April Bloomfield …, a 28-year-old English chef and alumna of the River Cafe in Hammersmith, just outside London, spent the summer in the kitchen of Chez Panisse in Berkeley, Calif., preparing for her new job in New York. She will be cooking at The Spotted Pig, a gastropub at 314 West 11th Street, when it opens in a couple of weeks.

After Pig, the deluge. Gastropub has made 315 appearances in the Times since then, including in a 2015 article about a Long Island sports-gastropub called Brixx & Barley. Instead of fried chicken wings,

jumbo wings … are marinated in pineapple juice, beer, jalapeño, cinnamon and other spices for about 48 hours, baked in a brick oven to render off the fat and grilled to order. There are about 15 sauces available, including maple sriracha, Jamaican honey and garlic Parmesan.

9 thoughts on ““Gastropub”

  1. Hunh! This may be because I live in the hinterlands of southwestern Ohio, but I first heard “gastropub” only in the last year or so, I believe, in a tweet from friend in the UK. And I laughed, because it sounded *so* endearingly British to me. So I was floored when, a month or so ago, I heard or saw an ad for a local restaurant calling it a “gastropub”!

    I had no idea the use of this word had become so widespread in other parts of the US!

  2. I wonder if the word was derived from ‘gastropod’ – a creature that eats through its foot, e.g. a snail.

  3. “gastropub” is a clear contraction of gastronomy and pub, but please remember that a pub isn’t a BAR, in the American English sense.

    “Pub” is a shorting of the legal category of a “public house”, meaning a place where it is licences to consume alcoholic drinks on or off the premises**. It is similar to “Inn”, a similar place with board and lodgings (popular when people travelled long distance by horse).

    Bar was used as a “trendy” name for a pub in London that didn’t serve food, thus “gay bar” would be a place to meet up with a partner for a drink, and not for, say, sushi.

    “Gastropub” arises from a previous generation of places that served “pub grub”, which to quote the ever wonderful Douglas Adams:

    “There is a feeling which persists in England that making a sandwich interesting, attractive or in any way pleasant to eat is something sinful that only foreigners do.”
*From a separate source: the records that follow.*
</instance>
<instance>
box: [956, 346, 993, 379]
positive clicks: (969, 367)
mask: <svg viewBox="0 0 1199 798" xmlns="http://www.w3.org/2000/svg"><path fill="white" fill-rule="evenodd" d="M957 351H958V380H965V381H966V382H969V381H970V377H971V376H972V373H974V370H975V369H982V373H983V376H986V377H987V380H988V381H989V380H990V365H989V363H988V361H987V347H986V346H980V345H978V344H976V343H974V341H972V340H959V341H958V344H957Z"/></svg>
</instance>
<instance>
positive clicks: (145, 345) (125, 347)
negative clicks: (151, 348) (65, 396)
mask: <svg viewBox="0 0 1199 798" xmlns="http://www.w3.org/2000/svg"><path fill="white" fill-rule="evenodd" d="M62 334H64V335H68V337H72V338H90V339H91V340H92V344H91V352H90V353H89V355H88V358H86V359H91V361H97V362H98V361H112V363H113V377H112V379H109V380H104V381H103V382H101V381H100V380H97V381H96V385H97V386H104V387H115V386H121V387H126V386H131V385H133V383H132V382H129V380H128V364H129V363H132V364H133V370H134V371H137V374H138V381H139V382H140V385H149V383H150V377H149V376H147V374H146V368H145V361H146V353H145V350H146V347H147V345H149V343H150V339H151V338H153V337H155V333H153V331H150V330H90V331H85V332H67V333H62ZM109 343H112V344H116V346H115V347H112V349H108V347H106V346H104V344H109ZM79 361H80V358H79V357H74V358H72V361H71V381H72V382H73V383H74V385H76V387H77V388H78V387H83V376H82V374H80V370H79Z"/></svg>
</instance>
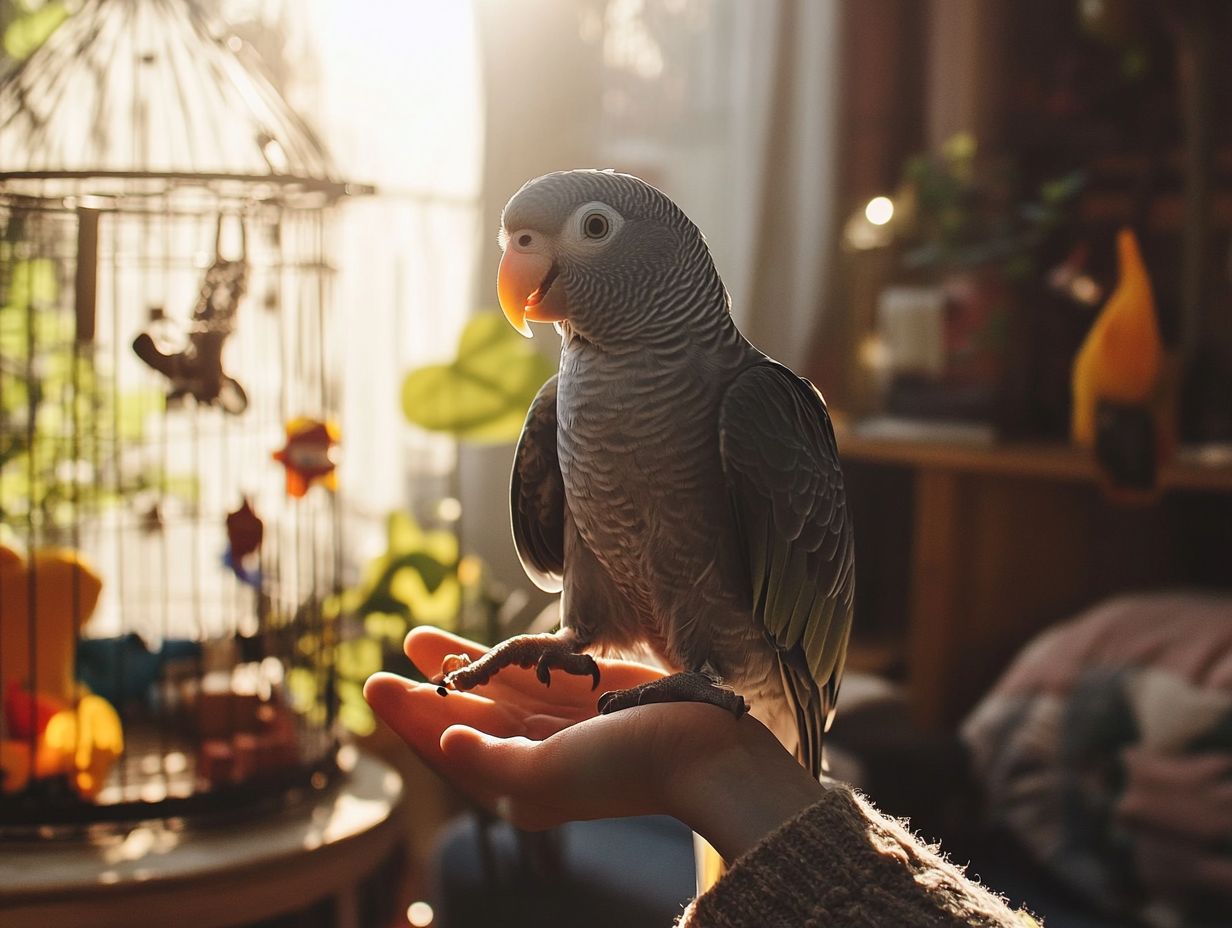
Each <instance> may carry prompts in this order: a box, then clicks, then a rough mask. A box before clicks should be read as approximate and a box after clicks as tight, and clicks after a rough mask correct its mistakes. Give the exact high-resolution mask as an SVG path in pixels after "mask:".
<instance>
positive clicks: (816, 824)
mask: <svg viewBox="0 0 1232 928" xmlns="http://www.w3.org/2000/svg"><path fill="white" fill-rule="evenodd" d="M1035 924H1036V923H1035V922H1034V921H1032V919H1031V918H1030V916H1027V914H1025V913H1023V912H1014V911H1011V910H1010V908H1009V907H1008V906H1007V905H1005V903H1004V901H1003V900H1000V898H999V897H998V896H995V895H993V893H991V892H989V891H987V890H984V889H983V887H982V886H979V885H977V884H975V882H972V881H971V880H967V879H966V877H965V876H963V875H962V871H961V870H960V869H958V868H956V866H954V865H952V864H950V863H947V861H946V860H945V859H942V858H941V857H940V854H939V853H938V852H936V850H934V849H933V848H929V847H926V845H924V844H922V843H920V842H919V840H917V839H915V838H914V837H912V834H910V833H909V832H908V831H907V829H906V828H904V827H903V826H902V824H901V823H899V822H897V821H894V820H892V818H888V817H886V816H883V815H881V812H878V811H877V810H876V808H873V807H872V805H871V804H869V802H867V801H866V800H865V799H864V797H862V796H860V795H857V794H855V792H853V791H851V790H850V789H848V788H845V786H835V788H833V789H830V790H829V791H828V792H827V794H825V796H824V797H823V799H821V800H819V801H818V802H816V804H814V805H812V806H809V807H808V808H806V810H804V811H803V812H801V813H800V815H798V816H797V817H796V818H795V820H792V821H790V822H787V823H785V824H784V826H781V827H780V828H777V829H776V831H774V832H771V833H770V834H769V836H766V837H765V838H764V839H763V840H761V842H760V843H759V844H758V845H756V847H754V848H753V849H752V850H749V852H748V853H747V854H744V857H742V858H740V859H739V860H737V861H736V863H734V864H733V865H732V868H731V869H729V870H728V871H727V874H726V875H724V876H723V877H722V879H721V880H719V881H718V882H717V884H716V885H715V886H713V887H712V889H711V890H710V891H708V892H706V893H705V895H702V896H700V897H699V898H696V900H695V901H694V902H692V903H691V905H690V906H689V907H687V908H686V910H685V913H684V914H683V916H681V918H680V921H679V922H678V926H679V928H774V927H775V926H792V927H797V926H798V927H800V928H812V927H813V926H817V927H818V928H821V927H822V926H824V927H825V928H848V926H860V928H877V927H878V926H887V928H890V927H891V926H893V928H1027V927H1029V926H1035Z"/></svg>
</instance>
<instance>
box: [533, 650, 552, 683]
mask: <svg viewBox="0 0 1232 928" xmlns="http://www.w3.org/2000/svg"><path fill="white" fill-rule="evenodd" d="M535 678H536V679H537V680H538V682H540V683H542V684H543V685H545V686H548V688H551V686H552V664H551V663H549V661H548V656H547V654H543V656H542V657H541V658H540V659H538V663H536V664H535Z"/></svg>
    `Make ’em dry,” is the instruction buried somewhere in the collective national consciousness, “make ’em rubbery. If you have to keep the buggers fresh, do it by washing ’em once a week.”
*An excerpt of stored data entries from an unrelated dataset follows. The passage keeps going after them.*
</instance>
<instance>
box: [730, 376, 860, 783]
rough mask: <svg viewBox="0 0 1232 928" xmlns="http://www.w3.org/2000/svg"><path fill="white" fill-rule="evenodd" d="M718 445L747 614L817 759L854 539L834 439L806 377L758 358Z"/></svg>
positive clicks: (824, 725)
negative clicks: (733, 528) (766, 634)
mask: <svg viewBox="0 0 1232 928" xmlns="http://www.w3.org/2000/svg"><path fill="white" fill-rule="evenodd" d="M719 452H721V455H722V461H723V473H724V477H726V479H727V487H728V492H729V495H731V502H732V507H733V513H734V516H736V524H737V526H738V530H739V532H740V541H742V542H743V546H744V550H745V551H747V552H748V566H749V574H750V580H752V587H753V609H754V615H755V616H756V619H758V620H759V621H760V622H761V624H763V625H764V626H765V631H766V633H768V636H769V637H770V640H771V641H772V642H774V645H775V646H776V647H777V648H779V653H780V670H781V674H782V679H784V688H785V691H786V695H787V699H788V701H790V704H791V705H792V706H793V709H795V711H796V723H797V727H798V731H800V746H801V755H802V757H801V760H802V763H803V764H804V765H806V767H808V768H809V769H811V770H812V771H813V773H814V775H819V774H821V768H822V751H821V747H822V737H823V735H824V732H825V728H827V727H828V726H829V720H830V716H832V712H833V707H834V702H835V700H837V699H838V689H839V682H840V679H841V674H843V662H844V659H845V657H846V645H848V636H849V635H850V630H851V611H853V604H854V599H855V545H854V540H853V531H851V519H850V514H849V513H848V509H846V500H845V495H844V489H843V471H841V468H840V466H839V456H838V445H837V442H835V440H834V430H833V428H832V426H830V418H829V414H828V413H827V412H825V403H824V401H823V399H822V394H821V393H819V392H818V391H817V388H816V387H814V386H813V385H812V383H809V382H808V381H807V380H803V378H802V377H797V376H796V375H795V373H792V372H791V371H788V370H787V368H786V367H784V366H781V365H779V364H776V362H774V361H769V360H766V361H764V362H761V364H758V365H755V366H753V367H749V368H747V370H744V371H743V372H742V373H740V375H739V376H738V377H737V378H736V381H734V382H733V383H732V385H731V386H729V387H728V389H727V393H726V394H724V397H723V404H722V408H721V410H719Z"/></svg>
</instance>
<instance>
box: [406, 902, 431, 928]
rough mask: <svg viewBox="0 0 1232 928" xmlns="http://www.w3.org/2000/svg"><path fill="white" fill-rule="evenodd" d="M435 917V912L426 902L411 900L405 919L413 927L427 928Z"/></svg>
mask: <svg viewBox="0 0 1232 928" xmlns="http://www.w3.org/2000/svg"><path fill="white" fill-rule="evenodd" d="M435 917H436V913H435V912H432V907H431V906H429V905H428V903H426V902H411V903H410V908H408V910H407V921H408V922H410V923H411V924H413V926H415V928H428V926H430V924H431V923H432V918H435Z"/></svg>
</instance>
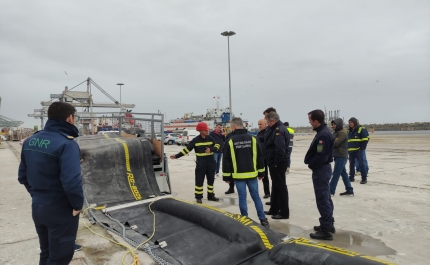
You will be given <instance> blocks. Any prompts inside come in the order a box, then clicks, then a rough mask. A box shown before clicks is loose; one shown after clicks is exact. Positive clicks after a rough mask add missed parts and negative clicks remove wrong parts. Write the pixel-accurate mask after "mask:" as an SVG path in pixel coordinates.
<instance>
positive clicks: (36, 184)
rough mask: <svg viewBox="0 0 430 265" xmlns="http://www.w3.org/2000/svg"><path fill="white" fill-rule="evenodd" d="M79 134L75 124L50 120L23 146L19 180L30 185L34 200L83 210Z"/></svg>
mask: <svg viewBox="0 0 430 265" xmlns="http://www.w3.org/2000/svg"><path fill="white" fill-rule="evenodd" d="M77 136H78V129H77V128H76V127H75V126H74V125H72V124H70V123H68V122H66V121H59V120H52V119H49V120H48V121H47V122H46V125H45V130H43V131H39V132H37V133H35V134H34V135H32V136H31V137H29V138H28V139H27V140H26V141H25V142H24V144H23V145H22V151H21V163H20V165H19V170H18V181H19V183H21V184H23V185H24V186H25V187H26V188H27V191H28V192H29V193H30V195H31V197H32V200H33V203H42V204H50V205H57V206H69V207H70V208H73V209H75V210H81V209H82V206H83V203H84V195H83V190H82V178H81V164H80V150H79V146H78V144H77V143H76V142H75V141H74V140H73V138H74V137H77Z"/></svg>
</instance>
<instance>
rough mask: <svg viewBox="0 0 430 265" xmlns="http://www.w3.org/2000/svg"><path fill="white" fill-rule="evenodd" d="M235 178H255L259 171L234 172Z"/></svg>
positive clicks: (242, 178)
mask: <svg viewBox="0 0 430 265" xmlns="http://www.w3.org/2000/svg"><path fill="white" fill-rule="evenodd" d="M232 175H233V178H237V179H247V178H255V177H256V176H257V175H258V173H257V171H254V172H243V173H233V174H232Z"/></svg>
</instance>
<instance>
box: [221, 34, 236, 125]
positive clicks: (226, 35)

    It is by eating sandwiches in pubs on Saturday lunchtimes that the British seek to atone for whatever their national sins have been. They’re not altogether clear what those sins are, and don’t want to know either. Sins are not the sort of things one wants to know about. But whatever their sins are they are amply atoned for by the sandwiches they make themselves eat.”

    (November 1984).

    ** Off Licencees to consume only off the premises.

  4. I think its use here also coincides with the smoking ban of 2007 – a lot of pubs started moving more towards serving food and marketing themselves as places to eat rather than smoke.
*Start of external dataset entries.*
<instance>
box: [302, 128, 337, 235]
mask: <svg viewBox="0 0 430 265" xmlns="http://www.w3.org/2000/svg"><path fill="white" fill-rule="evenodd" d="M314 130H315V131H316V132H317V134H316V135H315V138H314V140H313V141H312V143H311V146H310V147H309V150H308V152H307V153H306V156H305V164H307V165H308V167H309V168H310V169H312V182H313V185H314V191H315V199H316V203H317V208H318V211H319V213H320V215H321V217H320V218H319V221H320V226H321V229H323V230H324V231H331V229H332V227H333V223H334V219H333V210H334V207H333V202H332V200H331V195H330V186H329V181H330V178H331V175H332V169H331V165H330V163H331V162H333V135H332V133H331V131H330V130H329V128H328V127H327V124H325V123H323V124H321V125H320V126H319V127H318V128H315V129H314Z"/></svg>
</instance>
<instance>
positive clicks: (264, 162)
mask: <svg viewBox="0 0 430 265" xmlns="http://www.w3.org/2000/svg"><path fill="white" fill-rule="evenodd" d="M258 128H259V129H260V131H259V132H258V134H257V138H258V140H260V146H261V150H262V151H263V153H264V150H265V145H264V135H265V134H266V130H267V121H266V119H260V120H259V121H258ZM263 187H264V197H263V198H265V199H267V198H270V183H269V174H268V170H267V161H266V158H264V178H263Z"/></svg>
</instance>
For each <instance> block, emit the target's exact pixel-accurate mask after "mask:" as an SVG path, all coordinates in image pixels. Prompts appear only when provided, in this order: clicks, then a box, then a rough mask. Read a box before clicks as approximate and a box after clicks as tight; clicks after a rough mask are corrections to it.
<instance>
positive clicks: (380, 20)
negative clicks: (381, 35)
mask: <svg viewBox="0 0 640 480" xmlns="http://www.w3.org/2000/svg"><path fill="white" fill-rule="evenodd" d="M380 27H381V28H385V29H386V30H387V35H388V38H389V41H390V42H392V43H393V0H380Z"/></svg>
    Thinking about it, I don’t think I’ve heard the term “gastropub” quite as much recently compared with back then. And I think that’s probably a good thing. I think there’s an expectation now that a certain kind of pub will do half-decent food, an expectation that didn’t exist even ten or fifteen years ago.

  5. @timfootman – I take it the pub The Eagle cited, in the book extract linked to above, as the first gastropub is not the same one immortalized in Pop Goes the Weasel.

    Up and down the City Road
    In and out The Eagle
    That’s the way the money goes
    Pop goes the weasel!

  6. The two Eagle pubs are less than a mile apart.

    Subject of the rhyme, Shepherdess Walk, adjacent to City Road. Zoom in to the plaque on the wall.
    https://www.google.co.uk/maps/@51.5284112,-0.0917518,3a,45.1y,17.56h,92.9t/data=!3m6!1e1!3m4!1smanz2vNb-dOhMIfVv5b4dg!2e0!7i13312!8i6656

    Gastropub, complete with cook having a cheeky beer outside.